Les juges LeBel et Deschamps, dissidents, ont conclu que la capacité de payer d’un demandeur n’est pas un facteur qui peut être pris en considération par les médecins agréés pour l’application du sous-alinéa 19(1)a)(ii) de la Loi sur l’immigration. Le législateur n’a pas voulu charger les médecins agréés de tenir compte du soutien familial ou de la capacité de payer. Le fait que le législateur se soit expressément demandé si le soutien familial était pertinent pour la détermination du fardeau excessif, et ait décidé de ne pas inclure ce facteur dans la Loi sur l’immigration ou les règlements donne fortement à penser qu’il ne voulait pas que la capacité de payer soit considérée comme un facteur pertinent.

Le travail des médecins agrées serait nettement plus compliqué si l’on devait ajouter à leurs tâches une enquête subjective visant à déterminer si la famille ou la communauté du candidat serait en mesure de fournir ce soutien supplémentaire.
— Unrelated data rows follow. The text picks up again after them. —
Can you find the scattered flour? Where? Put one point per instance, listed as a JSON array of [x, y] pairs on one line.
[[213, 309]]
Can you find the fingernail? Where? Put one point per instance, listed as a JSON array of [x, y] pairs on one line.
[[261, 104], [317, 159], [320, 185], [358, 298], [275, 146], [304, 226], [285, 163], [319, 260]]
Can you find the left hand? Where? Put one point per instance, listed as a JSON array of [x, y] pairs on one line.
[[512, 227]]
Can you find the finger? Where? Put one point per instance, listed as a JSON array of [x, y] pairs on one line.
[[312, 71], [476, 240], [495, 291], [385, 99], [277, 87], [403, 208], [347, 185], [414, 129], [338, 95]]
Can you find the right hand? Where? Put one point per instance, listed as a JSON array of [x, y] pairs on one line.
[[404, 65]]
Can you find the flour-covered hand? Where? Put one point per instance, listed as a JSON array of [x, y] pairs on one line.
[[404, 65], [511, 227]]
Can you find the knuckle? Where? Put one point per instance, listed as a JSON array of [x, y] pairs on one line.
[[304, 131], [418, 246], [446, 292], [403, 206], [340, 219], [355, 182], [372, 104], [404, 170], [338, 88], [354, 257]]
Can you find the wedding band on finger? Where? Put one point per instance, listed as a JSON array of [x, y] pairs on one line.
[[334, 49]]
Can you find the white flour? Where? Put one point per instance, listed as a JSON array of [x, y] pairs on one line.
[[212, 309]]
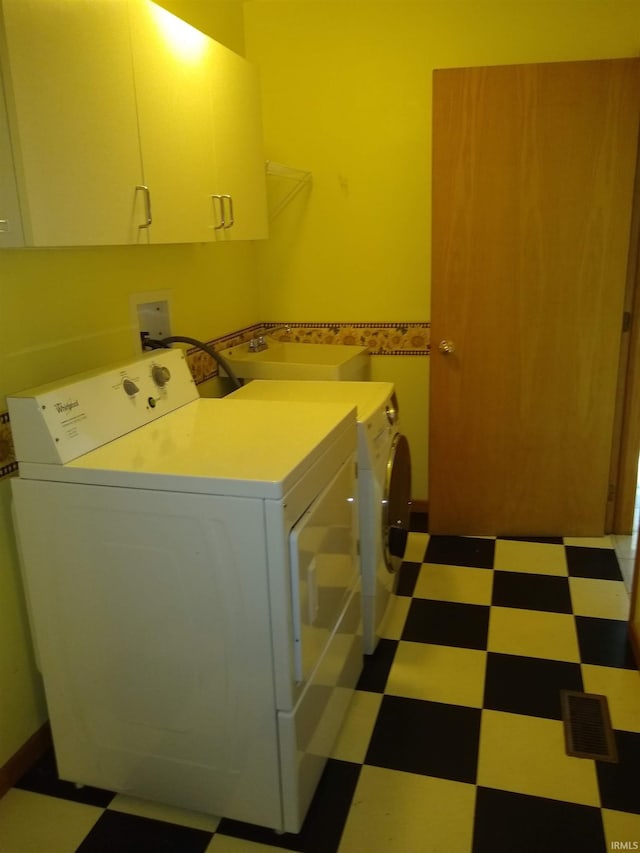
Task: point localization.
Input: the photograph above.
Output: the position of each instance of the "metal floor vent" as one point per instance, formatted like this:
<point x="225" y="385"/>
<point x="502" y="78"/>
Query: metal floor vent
<point x="587" y="726"/>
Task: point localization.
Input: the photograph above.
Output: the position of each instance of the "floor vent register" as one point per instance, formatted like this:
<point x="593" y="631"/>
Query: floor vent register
<point x="587" y="726"/>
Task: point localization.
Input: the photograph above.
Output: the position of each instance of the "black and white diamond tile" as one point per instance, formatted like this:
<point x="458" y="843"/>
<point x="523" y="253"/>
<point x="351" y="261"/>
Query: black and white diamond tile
<point x="454" y="740"/>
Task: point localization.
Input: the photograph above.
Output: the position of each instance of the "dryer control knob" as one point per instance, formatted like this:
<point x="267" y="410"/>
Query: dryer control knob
<point x="160" y="375"/>
<point x="130" y="387"/>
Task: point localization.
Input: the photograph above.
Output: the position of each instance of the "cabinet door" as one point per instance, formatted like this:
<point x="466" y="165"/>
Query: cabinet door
<point x="72" y="112"/>
<point x="171" y="62"/>
<point x="240" y="164"/>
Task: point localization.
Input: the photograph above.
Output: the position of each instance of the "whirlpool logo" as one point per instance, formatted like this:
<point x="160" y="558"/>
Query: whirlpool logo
<point x="65" y="408"/>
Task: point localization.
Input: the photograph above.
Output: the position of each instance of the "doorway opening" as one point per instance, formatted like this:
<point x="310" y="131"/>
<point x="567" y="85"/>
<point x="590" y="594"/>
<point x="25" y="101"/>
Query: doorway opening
<point x="626" y="546"/>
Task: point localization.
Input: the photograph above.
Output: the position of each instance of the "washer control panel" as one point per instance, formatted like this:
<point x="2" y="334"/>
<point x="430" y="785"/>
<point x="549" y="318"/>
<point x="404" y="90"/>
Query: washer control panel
<point x="58" y="422"/>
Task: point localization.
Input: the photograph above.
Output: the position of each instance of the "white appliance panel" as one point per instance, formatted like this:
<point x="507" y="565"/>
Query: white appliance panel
<point x="63" y="420"/>
<point x="153" y="632"/>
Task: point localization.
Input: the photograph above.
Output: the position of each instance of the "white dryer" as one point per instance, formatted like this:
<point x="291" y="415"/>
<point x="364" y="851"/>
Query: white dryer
<point x="384" y="480"/>
<point x="193" y="586"/>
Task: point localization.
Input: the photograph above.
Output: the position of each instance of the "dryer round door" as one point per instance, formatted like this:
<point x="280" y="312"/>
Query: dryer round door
<point x="397" y="503"/>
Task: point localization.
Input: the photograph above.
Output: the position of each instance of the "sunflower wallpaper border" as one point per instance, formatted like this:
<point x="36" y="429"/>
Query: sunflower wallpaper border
<point x="381" y="339"/>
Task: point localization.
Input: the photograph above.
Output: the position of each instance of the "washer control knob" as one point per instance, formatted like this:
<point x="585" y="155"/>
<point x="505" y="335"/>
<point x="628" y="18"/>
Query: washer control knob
<point x="160" y="375"/>
<point x="130" y="387"/>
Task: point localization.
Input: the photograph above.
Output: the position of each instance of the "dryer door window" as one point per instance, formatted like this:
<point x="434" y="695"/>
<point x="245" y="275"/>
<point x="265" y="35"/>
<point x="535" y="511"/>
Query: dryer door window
<point x="397" y="503"/>
<point x="324" y="569"/>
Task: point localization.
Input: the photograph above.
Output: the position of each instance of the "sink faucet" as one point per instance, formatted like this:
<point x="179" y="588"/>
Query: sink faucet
<point x="258" y="344"/>
<point x="274" y="329"/>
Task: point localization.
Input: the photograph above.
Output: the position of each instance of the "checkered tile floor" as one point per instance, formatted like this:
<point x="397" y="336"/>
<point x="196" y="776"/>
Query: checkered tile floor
<point x="454" y="741"/>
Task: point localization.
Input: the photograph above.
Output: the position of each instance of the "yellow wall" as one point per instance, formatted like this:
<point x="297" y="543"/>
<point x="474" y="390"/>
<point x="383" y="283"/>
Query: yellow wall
<point x="67" y="310"/>
<point x="346" y="90"/>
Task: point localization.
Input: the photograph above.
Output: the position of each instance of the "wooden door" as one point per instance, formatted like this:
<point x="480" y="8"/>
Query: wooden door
<point x="533" y="171"/>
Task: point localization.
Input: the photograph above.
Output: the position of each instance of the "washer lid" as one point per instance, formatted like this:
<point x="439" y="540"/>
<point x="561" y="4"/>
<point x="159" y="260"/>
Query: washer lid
<point x="368" y="397"/>
<point x="213" y="446"/>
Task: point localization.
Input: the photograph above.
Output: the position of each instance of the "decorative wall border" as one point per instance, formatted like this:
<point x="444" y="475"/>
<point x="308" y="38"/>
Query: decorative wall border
<point x="405" y="339"/>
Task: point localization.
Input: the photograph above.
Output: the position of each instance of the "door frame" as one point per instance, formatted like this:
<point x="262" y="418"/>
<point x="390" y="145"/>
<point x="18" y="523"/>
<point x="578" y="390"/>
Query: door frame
<point x="626" y="444"/>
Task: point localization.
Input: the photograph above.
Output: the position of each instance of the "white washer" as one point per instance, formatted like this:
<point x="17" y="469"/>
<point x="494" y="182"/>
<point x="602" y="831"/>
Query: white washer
<point x="384" y="481"/>
<point x="193" y="586"/>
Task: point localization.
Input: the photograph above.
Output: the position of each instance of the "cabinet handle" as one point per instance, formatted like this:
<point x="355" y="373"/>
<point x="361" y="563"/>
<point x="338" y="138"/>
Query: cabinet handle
<point x="231" y="219"/>
<point x="147" y="206"/>
<point x="219" y="218"/>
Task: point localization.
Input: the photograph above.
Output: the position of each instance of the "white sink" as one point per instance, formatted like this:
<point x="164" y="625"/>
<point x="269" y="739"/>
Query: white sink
<point x="293" y="360"/>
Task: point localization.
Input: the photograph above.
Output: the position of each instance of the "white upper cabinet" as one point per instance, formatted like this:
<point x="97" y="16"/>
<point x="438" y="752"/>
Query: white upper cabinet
<point x="112" y="117"/>
<point x="171" y="64"/>
<point x="72" y="114"/>
<point x="237" y="139"/>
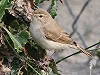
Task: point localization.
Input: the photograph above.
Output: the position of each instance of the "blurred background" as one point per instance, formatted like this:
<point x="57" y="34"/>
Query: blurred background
<point x="85" y="31"/>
Une telle analyse subjective, hors du domaine d’expertise du médecin, risquerait d’aboutir à des conclusions différentes à l’égard de demandeurs dont la situation est similaire et entraînerait de plus grands délais.
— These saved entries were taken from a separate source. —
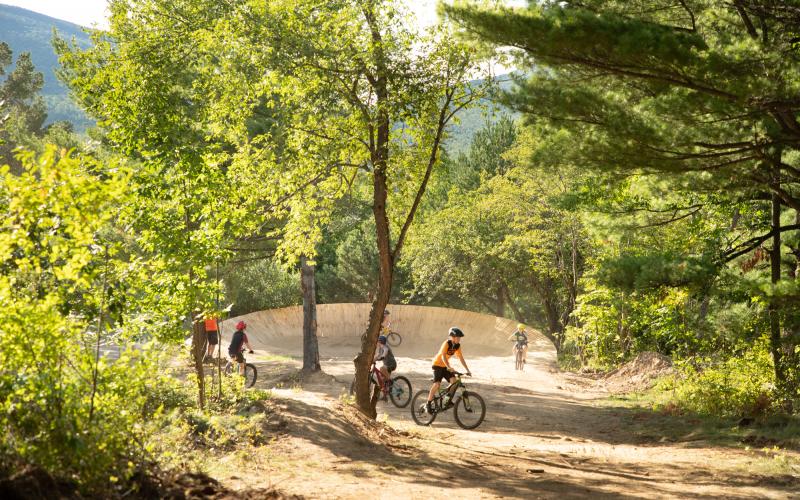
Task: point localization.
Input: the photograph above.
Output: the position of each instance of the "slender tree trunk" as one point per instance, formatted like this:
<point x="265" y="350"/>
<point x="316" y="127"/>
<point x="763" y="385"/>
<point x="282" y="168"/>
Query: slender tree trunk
<point x="198" y="353"/>
<point x="380" y="160"/>
<point x="774" y="311"/>
<point x="310" y="345"/>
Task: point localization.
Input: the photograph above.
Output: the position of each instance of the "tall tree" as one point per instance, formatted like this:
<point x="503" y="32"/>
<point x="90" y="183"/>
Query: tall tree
<point x="369" y="97"/>
<point x="703" y="89"/>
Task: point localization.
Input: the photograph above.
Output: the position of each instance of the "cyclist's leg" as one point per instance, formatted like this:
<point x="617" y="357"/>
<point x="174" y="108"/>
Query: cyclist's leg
<point x="439" y="373"/>
<point x="451" y="389"/>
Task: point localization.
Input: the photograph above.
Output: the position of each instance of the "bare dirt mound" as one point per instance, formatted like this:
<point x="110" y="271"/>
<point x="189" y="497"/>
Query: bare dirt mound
<point x="638" y="374"/>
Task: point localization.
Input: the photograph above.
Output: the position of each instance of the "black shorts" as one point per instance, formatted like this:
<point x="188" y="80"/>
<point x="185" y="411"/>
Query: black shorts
<point x="440" y="372"/>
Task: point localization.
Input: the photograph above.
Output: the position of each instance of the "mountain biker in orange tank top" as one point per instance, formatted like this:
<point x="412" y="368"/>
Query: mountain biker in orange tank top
<point x="441" y="363"/>
<point x="520" y="338"/>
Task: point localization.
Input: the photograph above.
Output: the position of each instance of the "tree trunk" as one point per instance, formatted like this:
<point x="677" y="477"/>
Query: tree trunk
<point x="310" y="344"/>
<point x="774" y="311"/>
<point x="198" y="353"/>
<point x="379" y="156"/>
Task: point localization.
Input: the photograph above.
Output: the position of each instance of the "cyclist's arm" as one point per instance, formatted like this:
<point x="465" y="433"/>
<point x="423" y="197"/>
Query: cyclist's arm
<point x="463" y="363"/>
<point x="441" y="355"/>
Enfin, ont déclaré les juges dissidents, sans la possibilité de faire respecter par le recours aux tribunaux la promesse de payer les services sociaux, il n’y a aucun moyen de s’assurer que la famille cherchera effectivement à atténuer tout fardeau excessif pour les finances publiques. Plus l’analyse est liée à des facteurs non médicaux très subjectifs, plus il est probable que les médecins agréés seront amenés à faire des évaluations hors de leur domaine d’expertise. On risque alors d’aboutir à des conclusions différentes à l’égard de demandeurs dont la situation est similaire, ce qui contrecarrerait les efforts faits pour que tous les demandeurs soient traités également, et demanderait davantage de temps.
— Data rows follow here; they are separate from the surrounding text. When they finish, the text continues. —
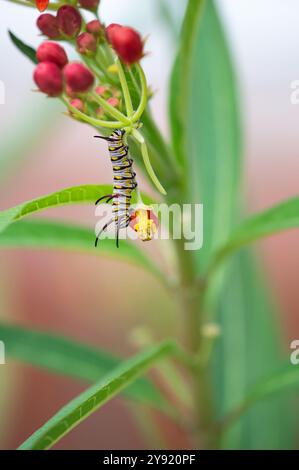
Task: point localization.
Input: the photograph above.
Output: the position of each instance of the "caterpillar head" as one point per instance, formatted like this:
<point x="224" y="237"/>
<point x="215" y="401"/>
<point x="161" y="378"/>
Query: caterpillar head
<point x="145" y="223"/>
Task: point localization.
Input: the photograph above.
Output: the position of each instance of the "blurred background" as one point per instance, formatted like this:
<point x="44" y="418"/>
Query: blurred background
<point x="42" y="151"/>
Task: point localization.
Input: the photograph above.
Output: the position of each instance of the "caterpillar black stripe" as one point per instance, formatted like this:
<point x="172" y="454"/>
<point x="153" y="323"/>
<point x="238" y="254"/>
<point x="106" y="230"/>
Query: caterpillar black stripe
<point x="124" y="183"/>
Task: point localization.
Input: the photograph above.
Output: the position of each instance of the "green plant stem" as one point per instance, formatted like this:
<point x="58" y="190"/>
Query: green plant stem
<point x="143" y="100"/>
<point x="125" y="89"/>
<point x="144" y="151"/>
<point x="90" y="120"/>
<point x="191" y="301"/>
<point x="110" y="109"/>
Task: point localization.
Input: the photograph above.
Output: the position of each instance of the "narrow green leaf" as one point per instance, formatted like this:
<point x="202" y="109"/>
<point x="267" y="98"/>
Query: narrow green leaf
<point x="181" y="79"/>
<point x="68" y="357"/>
<point x="214" y="136"/>
<point x="96" y="396"/>
<point x="278" y="218"/>
<point x="28" y="51"/>
<point x="284" y="380"/>
<point x="54" y="235"/>
<point x="249" y="345"/>
<point x="74" y="195"/>
<point x="249" y="348"/>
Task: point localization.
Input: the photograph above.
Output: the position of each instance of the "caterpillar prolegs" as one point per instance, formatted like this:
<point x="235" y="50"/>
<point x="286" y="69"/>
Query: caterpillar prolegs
<point x="124" y="183"/>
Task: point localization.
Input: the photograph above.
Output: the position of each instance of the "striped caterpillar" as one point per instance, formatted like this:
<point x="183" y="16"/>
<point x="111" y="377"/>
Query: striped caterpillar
<point x="123" y="183"/>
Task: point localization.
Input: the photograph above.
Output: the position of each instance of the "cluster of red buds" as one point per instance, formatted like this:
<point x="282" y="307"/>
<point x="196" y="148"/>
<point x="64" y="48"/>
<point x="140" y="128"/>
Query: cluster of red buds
<point x="55" y="75"/>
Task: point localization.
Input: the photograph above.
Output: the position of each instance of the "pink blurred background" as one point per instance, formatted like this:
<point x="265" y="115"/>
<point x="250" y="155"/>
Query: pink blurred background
<point x="73" y="294"/>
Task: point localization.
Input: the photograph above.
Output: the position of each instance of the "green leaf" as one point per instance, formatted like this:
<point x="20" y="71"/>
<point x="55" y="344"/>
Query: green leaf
<point x="284" y="380"/>
<point x="248" y="349"/>
<point x="278" y="218"/>
<point x="249" y="345"/>
<point x="68" y="357"/>
<point x="54" y="235"/>
<point x="74" y="195"/>
<point x="28" y="51"/>
<point x="214" y="138"/>
<point x="96" y="396"/>
<point x="181" y="79"/>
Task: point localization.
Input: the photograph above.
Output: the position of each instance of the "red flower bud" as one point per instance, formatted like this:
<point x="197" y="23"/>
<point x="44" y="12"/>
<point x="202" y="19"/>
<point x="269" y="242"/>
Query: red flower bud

Les candidats demandeurs peuvent néanmoins être admis en raison de leur capacité de payer, malgré la non admissibilité d’un membre de leur famille, mais cette décision relève alors du pouvoir discrétionnaire conféré au ministre, qui peut délivrer un permis malgré la non admissibilité pour raisons médicales. Le ministre est mieux placé pour déterminer si les circonstances particulières d’un cas justifient une dérogation aux règles. Cette façon de faire permet également de faire en sorte que, vu le fardeau potentiel qu’ils pourraient entraîner pour les services sociaux et de santé canadiens, ces cas exceptionnels soient tranchés par une seule instance.